Нам нужно начать классифицировать случаи использования слова “природа” в пьесе. Каковы его различные значения? Во-первых, природа — это врожденный нрав каждого человеческого существа и, во-вторых, это нечто истинно человеческое. Два этих значения могут быть сопоставлены в одном и том же персонаже, например, когда ужасный в гневе Лир называет дочерей “презревшими природу ведьмами” (II.4). Третье значение природы — инстинкт, вступающий в противоречие с общественными законами (например, Эдмунд как “природный” сын), а также инстинкт и воля, противопоставленные условностям. Четвертое значение воплощено в “естественном”, слабоумном шуте, также задуманном как антитеза условностям. В Эдмунде, однако, закону противостоят и воля, и разум. Шут, лишенный дара рассудка, не осознает значения социальных законов и потому часто говорит правду в глаза. И шут, и Эдгар по-разному выражают одно и то же значение “естественности”, “природности”. Пятое значение — это олицетворенная сила, придающая форму материи, как в обращенной к Гонерилье анафеме Лира. Шестое значение природы — это физическое существование, противопоставленное людским желаниям: именно такой смысл несут жестокие слова Реганы, говорящей отцу, что он стар и умирает, что в нем “Природа … идет / К пределу” (II.4).
В “Короле Лире” нет природы в значении неорганической материи, противостоящей человеческому сознанию. Такая природа подразумевается в буре, однако персонажи именуют ее Небом, стихией. В чем причина грома? — вопрошает Лир, — гром не воспринимается им как природа. Какова космология “Короля Лира”? Лир говорит о богах, “гремящих над нами в вышине” (III.2), а Глостер восклицает: “Мы для богов — что для мальчишек мухи: / Нас мучить — им забава” (IV.1). Эдмунд рассуждает о природе, суеверный Глостер — о звездах, и Кент в известном смысле тоже говорит о звездах.
Подлинный контрапункт пьесы — в мире страстей, в противопоставлении человеческой природы стихии, физическому миру вселенной. Буря бесконечно сильнее человека, но она скоротечна. Буря безжалостна, но безвинна. В ней нет злобы, буря не стремится быть чем-либо кроме бури. С другой стороны, несчастная, нагая, двуногая тварь — человек, испытывает безграничное желание безмерного же величия, пытаясь стать тем, что он не есть. Паскаль в “Мыслях” задается вопросом: “Ибо что в действительности есть человек по сравнению с природой? Ничто, сопоставленное с бесконечностью, и в то же время Всё сущее, сопоставленное с Пустотой, то есть нечто среднее между ничтожным и всецелым. … он в равной степени неспособен узреть то Ничто, из которого был сотворён, и ту Бесконечность, что его поглощает”.

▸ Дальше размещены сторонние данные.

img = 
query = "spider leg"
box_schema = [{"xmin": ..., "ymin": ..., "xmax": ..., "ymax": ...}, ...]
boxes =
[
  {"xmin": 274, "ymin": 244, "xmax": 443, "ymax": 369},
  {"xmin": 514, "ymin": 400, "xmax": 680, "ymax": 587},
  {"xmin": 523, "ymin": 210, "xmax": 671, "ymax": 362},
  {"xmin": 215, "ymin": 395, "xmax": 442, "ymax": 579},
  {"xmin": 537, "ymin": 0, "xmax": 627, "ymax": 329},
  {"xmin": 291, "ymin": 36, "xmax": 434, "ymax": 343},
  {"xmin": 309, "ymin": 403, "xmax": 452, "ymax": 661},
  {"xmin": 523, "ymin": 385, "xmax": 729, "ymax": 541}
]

“Весь видимый мир, — говорит Паскаль, — лишь мельчайший атом в бездонных глубинах природы. Ни одно понятие не может охватить её. Пусть мы расширим наши понятия до невообразимых пределов — по сравнению с действительностью мироздания мысли человека будут только атомами. Мир есть безмерная сфера, центр которой везде, окружность — нигде. … пусть же человек задумается о себе в сравнении со всем сущим; пусть увидит себя заброшенным в этот отдалённейший уголок природы, и оттуда, из клетушки, в которой он пребывает, я разумею вселенную, пусть он назовёт цену земле, царствам, городам и самому себе. Что есть человек в бесконечности?”
“Un roseau qui pense” , — отвечает Паскаль. — “Человек не более чем тростинка, самая хрупкая вещь в природе; но он — мыслящий тростник. Чтобы сокрушить его, вселенной нет нужды собирать армию. Чтобы убить его достаточно капли воды, глотка тумана. Однако даже если бы вселенная решила уничтожить его, человек и тогда был бы благороднее того, что его убивает, ибо он знает, что умирает, и сознаёт то превосходство, которое имеет перед ним вселенная; вселенной же об этом ничего не известно.
Потому всё наше достоинство состоит в мысли. И возвышать себя мы должны ею, мыслью, а не пространством и временем, которые не в силах заполнить.”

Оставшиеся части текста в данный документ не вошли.